The Middle Truth in the Inflation Muddle

BERKELEY – For precisely three years, the economics profession has been collectively fixated on inflation. February 2021, exactly 36 months ago, was the last time consumer-price-index inflation in the United States (all items, 12-month percentage change) was at or below the Federal Reserve’s 2% target.

This recent episode of above-target inflation now shows signs of being over. “Shows signs” is of course code for the fact that you never know. A further shock – ructions in financial markets or a major geopolitical event, for example – could still throw the disinflation trend off course. So far, however, that course appears to be heading directly toward 2%.

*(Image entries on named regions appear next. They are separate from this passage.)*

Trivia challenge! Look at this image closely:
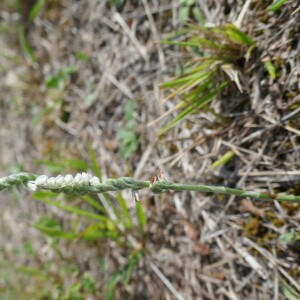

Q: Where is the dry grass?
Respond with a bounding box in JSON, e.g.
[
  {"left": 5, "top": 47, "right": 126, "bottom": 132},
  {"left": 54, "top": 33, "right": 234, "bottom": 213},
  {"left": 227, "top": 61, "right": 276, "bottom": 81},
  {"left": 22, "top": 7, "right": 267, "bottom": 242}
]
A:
[{"left": 0, "top": 0, "right": 300, "bottom": 299}]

One would hope that we learned something from these painful three years. Sharp increases in prices have served as catalysts for advances in inflation management in the past. From some episodes we learned the importance of preserving the independence of the central bank so that it can react unrestrained by political considerations. From others we learned that central banks need to establish a hierarchy of policy priorities and to communicate those priorities to financial markets and the public.

This time, however, it is not clear what, if anything, has been learned. Thinking about the causes of our recent inflation, and about why price increases now seem to be subsiding, remains muddled.

The main muddle concerns the role of the Fed. Does it deserve blame for the rise of inflation in early 2021 and corresponding credit for the recent decline?